Intro
When I first came upon a spear phishing email a few months ago which originated from the UK’s Ministry of Defence I thought that was pretty queer. Like, how ironic that an invoice scam is coming from a Defense Ministry. Do they have a bad actor? Are we on the cusp of cracking some big international cybertheft? Do we tell them?
Then their address space came up yet again just a few days ago, this time in a fairly different context. Microsoft’s Exchange Online service hosted in the UK cannot deliver email to a particular domain:
8/5/2016 3:32:35 PM - Server at e********s.net (25.152.12.27) returned '450 4.4.312 DNS query failed(ServerFailure)' |
I obscured the domain a bit.
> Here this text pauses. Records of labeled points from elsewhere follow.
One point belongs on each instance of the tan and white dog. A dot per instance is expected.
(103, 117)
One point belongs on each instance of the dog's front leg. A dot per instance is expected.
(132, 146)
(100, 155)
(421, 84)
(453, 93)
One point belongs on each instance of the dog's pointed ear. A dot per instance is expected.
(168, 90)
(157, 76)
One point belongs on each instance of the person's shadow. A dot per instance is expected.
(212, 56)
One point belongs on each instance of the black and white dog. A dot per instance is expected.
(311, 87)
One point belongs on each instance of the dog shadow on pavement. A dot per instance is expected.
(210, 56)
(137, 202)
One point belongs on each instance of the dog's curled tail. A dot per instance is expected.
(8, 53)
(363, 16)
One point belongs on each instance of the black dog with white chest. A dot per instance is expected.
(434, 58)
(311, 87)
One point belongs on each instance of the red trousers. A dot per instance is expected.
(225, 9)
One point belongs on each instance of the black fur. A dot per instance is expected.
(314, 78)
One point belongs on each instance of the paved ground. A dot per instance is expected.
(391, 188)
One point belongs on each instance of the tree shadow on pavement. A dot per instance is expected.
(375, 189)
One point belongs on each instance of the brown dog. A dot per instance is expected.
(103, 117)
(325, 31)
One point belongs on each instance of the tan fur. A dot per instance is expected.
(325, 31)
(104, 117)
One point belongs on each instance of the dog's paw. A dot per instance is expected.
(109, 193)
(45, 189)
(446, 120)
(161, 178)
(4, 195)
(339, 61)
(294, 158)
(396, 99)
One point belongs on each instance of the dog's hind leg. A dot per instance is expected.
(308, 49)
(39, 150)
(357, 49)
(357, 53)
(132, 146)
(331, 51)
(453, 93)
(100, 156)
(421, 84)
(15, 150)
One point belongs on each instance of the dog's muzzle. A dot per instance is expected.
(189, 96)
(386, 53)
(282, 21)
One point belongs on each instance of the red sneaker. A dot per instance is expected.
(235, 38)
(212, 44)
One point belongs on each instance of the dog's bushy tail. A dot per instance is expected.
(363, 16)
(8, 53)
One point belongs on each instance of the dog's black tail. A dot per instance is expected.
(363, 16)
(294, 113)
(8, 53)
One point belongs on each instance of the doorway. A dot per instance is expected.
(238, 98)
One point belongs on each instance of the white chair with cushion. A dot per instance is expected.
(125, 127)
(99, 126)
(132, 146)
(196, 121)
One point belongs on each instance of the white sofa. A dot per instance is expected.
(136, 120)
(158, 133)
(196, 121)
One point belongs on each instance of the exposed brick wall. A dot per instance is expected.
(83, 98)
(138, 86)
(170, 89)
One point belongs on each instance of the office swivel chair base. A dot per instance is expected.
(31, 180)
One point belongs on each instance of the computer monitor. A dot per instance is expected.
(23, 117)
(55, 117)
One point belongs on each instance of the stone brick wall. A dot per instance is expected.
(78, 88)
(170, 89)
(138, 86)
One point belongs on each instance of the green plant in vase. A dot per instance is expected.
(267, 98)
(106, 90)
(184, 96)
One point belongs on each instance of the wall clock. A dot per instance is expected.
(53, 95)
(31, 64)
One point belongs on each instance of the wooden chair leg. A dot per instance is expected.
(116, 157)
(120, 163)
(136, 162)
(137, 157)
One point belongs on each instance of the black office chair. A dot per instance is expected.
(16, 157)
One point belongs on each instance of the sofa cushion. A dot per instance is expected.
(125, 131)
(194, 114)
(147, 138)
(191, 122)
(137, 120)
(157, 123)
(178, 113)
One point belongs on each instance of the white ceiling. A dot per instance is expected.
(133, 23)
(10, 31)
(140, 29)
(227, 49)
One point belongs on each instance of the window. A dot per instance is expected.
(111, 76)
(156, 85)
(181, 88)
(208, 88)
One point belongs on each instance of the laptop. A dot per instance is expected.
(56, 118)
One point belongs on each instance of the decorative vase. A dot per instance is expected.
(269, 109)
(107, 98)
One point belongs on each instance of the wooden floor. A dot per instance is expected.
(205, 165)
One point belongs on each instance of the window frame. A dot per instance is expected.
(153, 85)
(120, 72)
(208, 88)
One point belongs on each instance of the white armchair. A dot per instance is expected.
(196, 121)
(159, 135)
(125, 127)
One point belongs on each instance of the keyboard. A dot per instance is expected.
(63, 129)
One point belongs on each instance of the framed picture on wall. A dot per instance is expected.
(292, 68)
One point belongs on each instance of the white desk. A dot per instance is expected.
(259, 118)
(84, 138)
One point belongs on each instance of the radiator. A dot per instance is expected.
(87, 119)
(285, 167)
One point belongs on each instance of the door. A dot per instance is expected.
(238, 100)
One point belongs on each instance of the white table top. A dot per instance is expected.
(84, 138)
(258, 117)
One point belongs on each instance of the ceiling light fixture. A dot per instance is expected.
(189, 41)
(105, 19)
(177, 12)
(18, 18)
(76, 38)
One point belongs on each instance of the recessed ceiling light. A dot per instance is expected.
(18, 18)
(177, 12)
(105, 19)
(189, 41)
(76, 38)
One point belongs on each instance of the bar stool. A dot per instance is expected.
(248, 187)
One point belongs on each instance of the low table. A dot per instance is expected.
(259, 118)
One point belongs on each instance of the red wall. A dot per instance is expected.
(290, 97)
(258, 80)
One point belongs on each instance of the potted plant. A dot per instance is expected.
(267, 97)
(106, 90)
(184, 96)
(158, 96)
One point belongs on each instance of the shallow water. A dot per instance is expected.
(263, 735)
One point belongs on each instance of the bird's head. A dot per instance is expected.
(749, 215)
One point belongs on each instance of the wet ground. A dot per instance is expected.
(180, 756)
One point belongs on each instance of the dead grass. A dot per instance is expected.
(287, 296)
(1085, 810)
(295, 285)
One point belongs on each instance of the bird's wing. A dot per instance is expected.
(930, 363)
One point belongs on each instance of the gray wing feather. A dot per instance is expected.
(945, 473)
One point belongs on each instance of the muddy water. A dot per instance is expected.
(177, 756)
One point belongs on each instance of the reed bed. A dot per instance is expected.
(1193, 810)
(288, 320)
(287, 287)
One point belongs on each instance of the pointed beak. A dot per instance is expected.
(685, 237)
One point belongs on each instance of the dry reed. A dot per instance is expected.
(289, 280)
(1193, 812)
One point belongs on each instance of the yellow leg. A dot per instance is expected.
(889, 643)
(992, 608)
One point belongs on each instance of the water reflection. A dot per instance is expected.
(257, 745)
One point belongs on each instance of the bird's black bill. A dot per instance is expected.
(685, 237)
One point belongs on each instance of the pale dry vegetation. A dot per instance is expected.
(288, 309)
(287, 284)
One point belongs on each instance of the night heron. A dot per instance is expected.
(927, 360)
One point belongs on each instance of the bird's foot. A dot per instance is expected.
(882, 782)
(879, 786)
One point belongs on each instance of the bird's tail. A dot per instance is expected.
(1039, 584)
But it’s an everyday domain which every DNS server I’ve tested resolves just fine. But Microsoft doesn’t see it that way. Several test messages have shown non-delivery reports using these other addresses as well following the “Server at…”: 25.152.8.27, 25.152.16.27.
The Register sheds the most light – but it still lacks in critical details – on what might have happened to the UK Ministry of Defence’s IPv4 address space, namely, that some was sold. Here’s the article.
How do you show that all these 25.152.8.8 addresses belong to the Ministry of Defence? You use RIPE: http://ripe.net/ and do a search. It shows that 25.0.0.0/8 belongs to them. But according to the article in The Register this is no longer true as of late last year.
Why is Microsoft using these IP addresses? No idea. But something I read got me to suspecting that some outfits decided to use 25/8 address space as though it were private IP addresses!